Raised
in the far North Coast town of Billinudgel, near Mullumbimby,
he was the grandson of a Vanuatu sugar-cutting slave and an
Aboriginal woman from the Noonuccal people of Stradbroke Island.
One of nine children, he knew poverty, hunger and a widespread
culture of alcoholism as he grew to manhood. He told an interviewer
in 1978: "Drunkenness was our only refuge. But when you
emerged from the haze of drunkenness, there was always the
harsh reality of racism to face."
He left school early, he said, and "I
couldn't even get a job as a bank teller, attitudes being
what they were then."
Bellear joined the navy. He learned mechanical
engineering and clearance diving, and loved his time at sea.
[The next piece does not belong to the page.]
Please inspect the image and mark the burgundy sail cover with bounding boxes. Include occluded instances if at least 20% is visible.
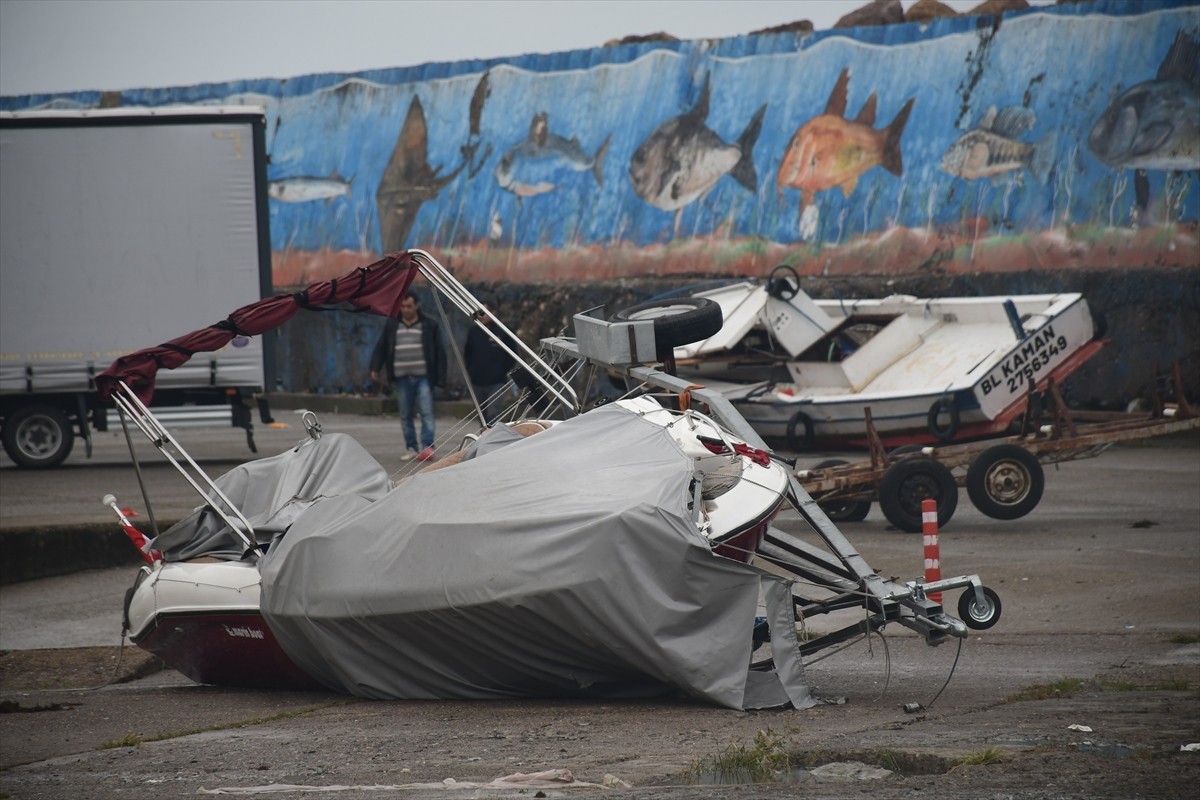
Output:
[96,253,416,403]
He became a champion rugby player for the navy. Tall and lean,
he was an outstanding and talented centre. In the navy he
met his wife and life partner Kaye Williams, the daughter
of a Ballarat trade unionist. At the time, she was going out
with one of Bellear's shipmates and was in the process of
moving house from Bondi to Kings Cross. Bellear helped her
move - in every sense of the word.
Within six weeks the couple had fallen in
love and married. They became inseparable and a devastating
combination. Kaye saw in Bellear the qualities of a natural
leader: a man of charm, conviction, humanity, common sense,
humour and ambition.
Bellear became the first Aborigine to rise
to the level of petty officer in the navy. By the time he
left in 1968, he was a qualified diver, bricklayer, furnace
lagger, and fitter and turner. He gained jobs at the Clyde
oil refinery and elsewhere on the strength of his trade skills.
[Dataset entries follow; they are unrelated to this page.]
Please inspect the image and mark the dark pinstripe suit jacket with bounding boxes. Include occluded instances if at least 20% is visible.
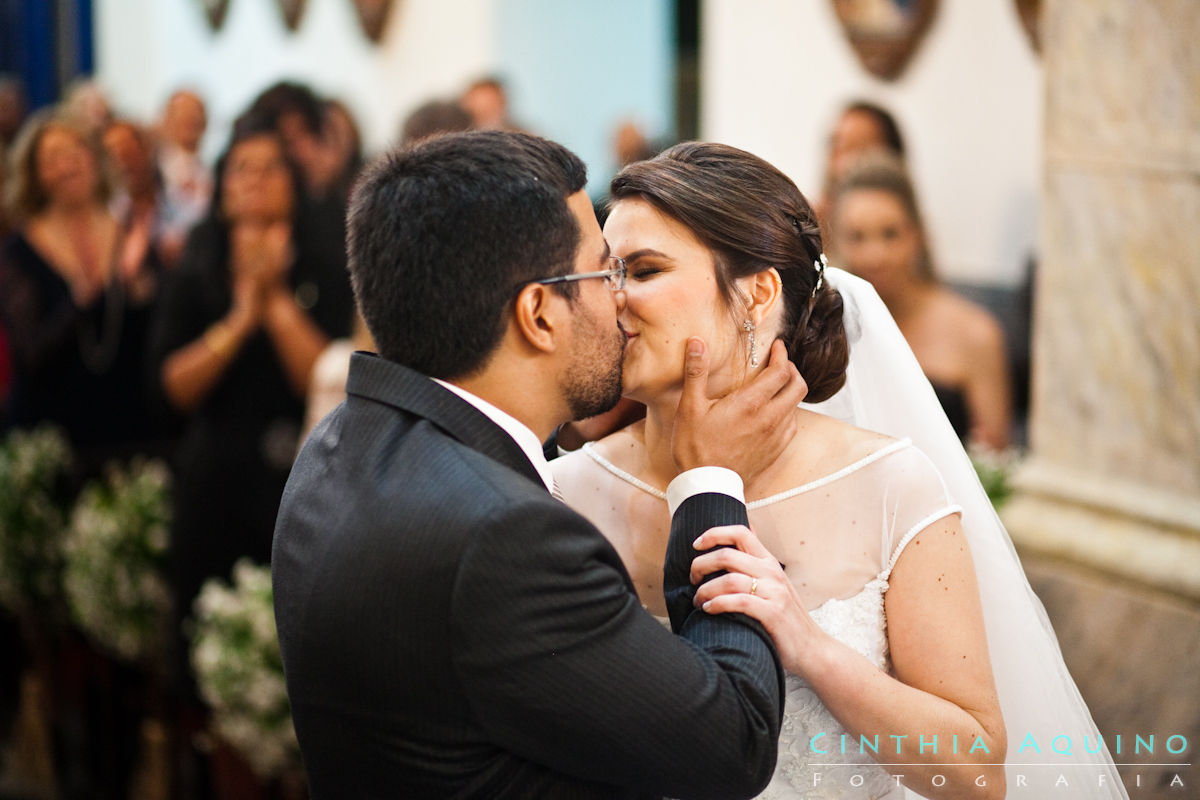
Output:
[272,354,784,800]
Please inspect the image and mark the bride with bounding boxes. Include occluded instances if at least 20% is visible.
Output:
[552,143,1126,798]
He was already a man on the march.
But this was also the time in Sydney of rising
Aboriginal consciousness about civil rights. The use of the
hated Summary Offences Act on Aboriginal people in Redfern
became a kind of police sport. Bellear watched with horror
as friends suffered not for being criminal but for being black.
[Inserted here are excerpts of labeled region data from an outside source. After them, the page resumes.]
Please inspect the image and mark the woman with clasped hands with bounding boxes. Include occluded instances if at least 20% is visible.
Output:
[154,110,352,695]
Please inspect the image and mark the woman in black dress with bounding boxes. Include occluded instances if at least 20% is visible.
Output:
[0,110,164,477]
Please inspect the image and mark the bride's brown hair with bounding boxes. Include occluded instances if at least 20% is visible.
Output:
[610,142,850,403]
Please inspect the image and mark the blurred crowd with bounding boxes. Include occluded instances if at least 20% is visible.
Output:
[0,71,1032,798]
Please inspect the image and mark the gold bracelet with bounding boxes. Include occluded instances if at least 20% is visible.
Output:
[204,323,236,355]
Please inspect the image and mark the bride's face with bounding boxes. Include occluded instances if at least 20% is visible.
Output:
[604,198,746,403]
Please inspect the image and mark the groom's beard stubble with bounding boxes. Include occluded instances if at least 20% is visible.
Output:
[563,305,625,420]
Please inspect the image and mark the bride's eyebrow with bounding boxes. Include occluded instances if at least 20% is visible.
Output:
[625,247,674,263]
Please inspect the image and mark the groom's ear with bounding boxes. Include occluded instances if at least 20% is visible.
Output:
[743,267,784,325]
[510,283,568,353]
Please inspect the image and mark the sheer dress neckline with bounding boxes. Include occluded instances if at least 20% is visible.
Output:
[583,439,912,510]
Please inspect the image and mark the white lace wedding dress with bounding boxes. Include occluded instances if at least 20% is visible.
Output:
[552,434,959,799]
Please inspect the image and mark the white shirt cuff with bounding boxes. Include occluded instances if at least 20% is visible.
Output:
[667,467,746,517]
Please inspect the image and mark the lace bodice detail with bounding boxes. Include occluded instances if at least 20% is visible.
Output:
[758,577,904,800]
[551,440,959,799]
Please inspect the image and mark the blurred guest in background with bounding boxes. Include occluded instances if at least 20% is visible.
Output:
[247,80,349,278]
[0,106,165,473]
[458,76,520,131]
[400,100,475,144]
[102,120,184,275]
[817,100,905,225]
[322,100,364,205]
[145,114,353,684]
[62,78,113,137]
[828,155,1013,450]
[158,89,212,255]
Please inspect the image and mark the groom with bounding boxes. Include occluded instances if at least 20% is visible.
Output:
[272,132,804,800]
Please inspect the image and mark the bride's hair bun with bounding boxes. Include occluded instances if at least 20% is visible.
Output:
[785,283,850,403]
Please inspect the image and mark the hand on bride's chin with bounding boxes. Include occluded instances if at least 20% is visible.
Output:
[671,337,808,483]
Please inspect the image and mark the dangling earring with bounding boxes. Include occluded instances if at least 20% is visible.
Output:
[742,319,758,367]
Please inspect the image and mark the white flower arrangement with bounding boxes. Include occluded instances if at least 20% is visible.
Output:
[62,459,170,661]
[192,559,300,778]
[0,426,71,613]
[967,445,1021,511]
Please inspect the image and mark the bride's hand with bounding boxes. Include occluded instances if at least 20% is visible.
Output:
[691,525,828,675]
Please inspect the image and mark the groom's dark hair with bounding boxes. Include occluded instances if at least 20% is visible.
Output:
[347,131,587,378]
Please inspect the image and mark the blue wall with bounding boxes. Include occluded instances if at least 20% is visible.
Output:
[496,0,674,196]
The overt racism of the police actions every Friday and Saturday
night appalled him.
The former attorney-general who welcomed
Bellear to the bench, Jeff Shaw, said at the time: "It
was easy for police to arrest Aboriginal people. They had
a formula. It was the trifecta, 'unseemly words', 'resist
arrest' and 'assault police'. Seeing this injustice repeated
week after week hit hard, and there was no way that Bob Bellear
was going to sit back and watch it happening."
One evening in 1972, Kaye and Bellear were
sitting in the Clifton Hotel, Redfern, when the paddy wagons
dragged away another clutch of local blacks. Together they
decided he would study law.
Bellear went to Sydney Technical College
to finish his high school studies, getting his HSC in 1973.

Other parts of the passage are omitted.